Ese lugar extremo —quizás el insignificante Lindfield donde Anderson creció despellejando conejos o accediendo a bonos escolares de alimento para llenar su estómago— es sin dudas un espacio de umbral, un agujero del conejo, y la hora azul no es un instante más, es ese momento mágico y liminal que no puede ser definido como día ni tampoco como noche. La hora azul es apenas un pasaje angustiante entre la luz y la oscuridad, entre las flores salvajes del día y las criaturas de la noche, entre la vida y una muerte, siempre al alcance de la mano. El disco, conceptual, lúgubre y angustiante, fluye entre bellísimos arreglos a cargo de la Orquesta Filarmónica de Praga.
Su reciente nuevo álbum, (2022), grabado en los Konk Studios de Londres y con la vuelta de Ed. Butler a la producción, fue presentado en el portal oficial de la banda como un “disco punk”: “No hay silbidos ni campanitas. Solo nosotros cinco en una habitación con todas las fallas y las equivocaciones expuestas; la banda en sí misma expuesta en su desorden primario. Autofiction tiene una frescura natural, es donde queremos estar”.
Brett, vocalista y líder de la banda, advierte de todos modos que Autofiction no puede ser interpretado como un disco punk en tanto intento inútil de reinventar un género que ya ha sucedido en el momento que debía suceder.
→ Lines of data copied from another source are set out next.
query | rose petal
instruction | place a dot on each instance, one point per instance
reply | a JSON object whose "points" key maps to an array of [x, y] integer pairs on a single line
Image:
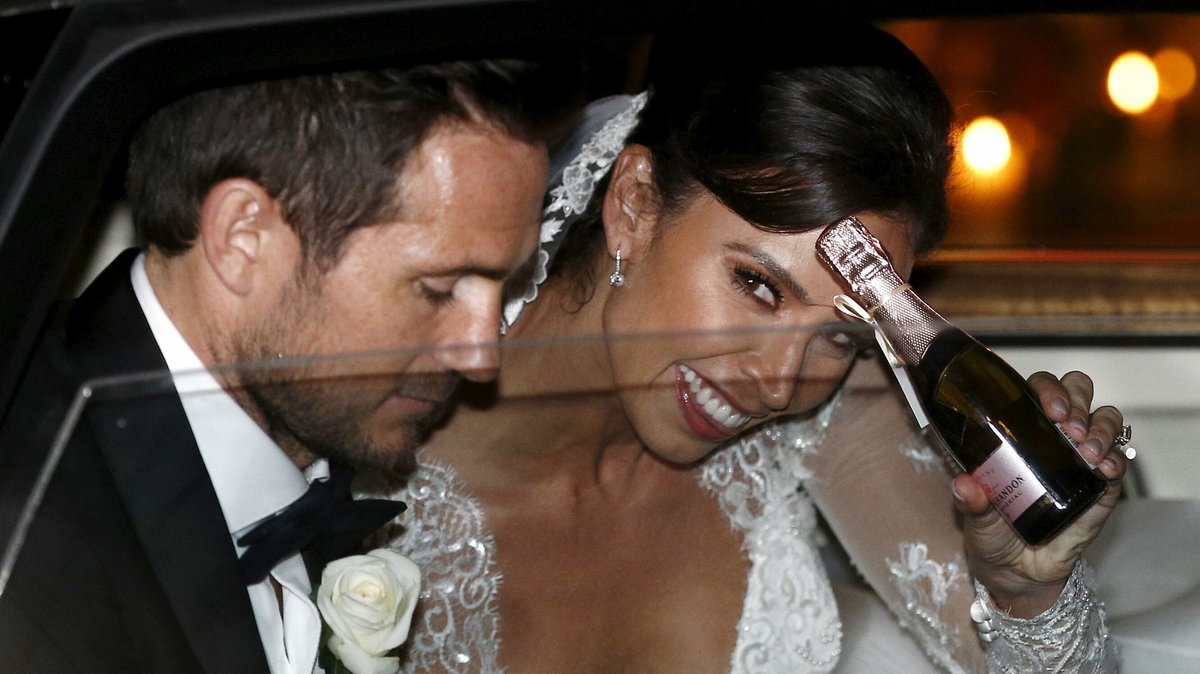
{"points": [[359, 661]]}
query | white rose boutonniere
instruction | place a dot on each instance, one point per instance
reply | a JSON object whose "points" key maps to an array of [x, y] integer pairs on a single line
{"points": [[367, 602]]}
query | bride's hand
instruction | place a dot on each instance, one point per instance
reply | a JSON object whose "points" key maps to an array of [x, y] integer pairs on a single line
{"points": [[1023, 579]]}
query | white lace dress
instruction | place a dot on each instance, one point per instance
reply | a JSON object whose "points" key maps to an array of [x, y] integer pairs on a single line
{"points": [[768, 483], [789, 620]]}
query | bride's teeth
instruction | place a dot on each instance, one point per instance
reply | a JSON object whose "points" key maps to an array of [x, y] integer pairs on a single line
{"points": [[712, 402], [723, 414]]}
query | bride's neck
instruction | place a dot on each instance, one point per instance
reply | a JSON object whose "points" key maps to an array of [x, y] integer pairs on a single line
{"points": [[556, 416]]}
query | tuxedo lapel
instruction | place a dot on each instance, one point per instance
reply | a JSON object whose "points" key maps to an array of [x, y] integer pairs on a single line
{"points": [[145, 438]]}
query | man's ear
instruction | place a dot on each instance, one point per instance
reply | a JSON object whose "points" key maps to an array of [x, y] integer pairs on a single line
{"points": [[631, 204], [239, 226]]}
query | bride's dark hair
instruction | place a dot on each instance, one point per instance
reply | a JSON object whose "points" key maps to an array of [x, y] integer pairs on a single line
{"points": [[792, 132]]}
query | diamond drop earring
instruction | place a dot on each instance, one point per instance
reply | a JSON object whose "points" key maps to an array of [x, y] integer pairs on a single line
{"points": [[617, 278]]}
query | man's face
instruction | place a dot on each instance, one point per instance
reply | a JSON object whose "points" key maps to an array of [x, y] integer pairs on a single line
{"points": [[420, 294]]}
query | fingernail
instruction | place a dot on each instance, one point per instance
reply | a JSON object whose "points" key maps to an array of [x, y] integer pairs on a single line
{"points": [[1078, 423], [1060, 405]]}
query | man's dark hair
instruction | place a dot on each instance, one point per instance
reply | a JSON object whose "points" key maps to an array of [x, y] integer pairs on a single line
{"points": [[328, 146]]}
Lo que sí podemos hallar en la novena obra de los grandes cultores del glam-rock de los 90 es un espíritu roquero puro sin anestesia ni filtros innecesarios, signado por momentos de intensa emotividad y oportunísimas descargas de adrenalina que transforman a Autofiction en una verdadera experiencia física.
En la preciosa e imponente She Still Leads Me On, primer adelanto del disco, Anderson recuerda a su madre fallecida en 1989 “y la ame con un amor tan fuerte como la muerte”. Es una voz conmovida, sincera, visceral: “Cuando pienso en todas las cosas que me dijo, cuando pienso en todos los sentimientos que le oculté… de muchas maneras aún soy un niño esperando pacientemente las 4 de la tarde”. Es una muestra de emoción y fuerza que hace querer escucharla una y mil veces.
Hay también en este trabajo mucha honestidad artística. Los ingredientes esenciales de Suede, que hace unos días se presentó como una nueva banda bajo el seudónimo “Crushed Kid”, fluyen sin inhibiciones a lo largo del recorrido del nuevo trabajo: una épica avasalladora que nos remite a los comienzos de la banda, cierto desorden y salvajismo creativo, broncas expulsadas, sentidas historias personales y poderosos riffs de guitarras sucias que marginan detalles innecesarios y lo transforman en uno de sus discos más ruidosos y acalorados. Personality disorder surge como una obra maestra del mejor rock de guitarras. Aquí también comienza a manifestarse un detalle novedoso que recorre buena parte de las canciones, “un estilo de cantar hablado” que Anderson toma de sus admirados The Fall y Mark E Smith pero también de nuevos artistas como Dry Cleaning, Working Men’s Club y Fontaines DC.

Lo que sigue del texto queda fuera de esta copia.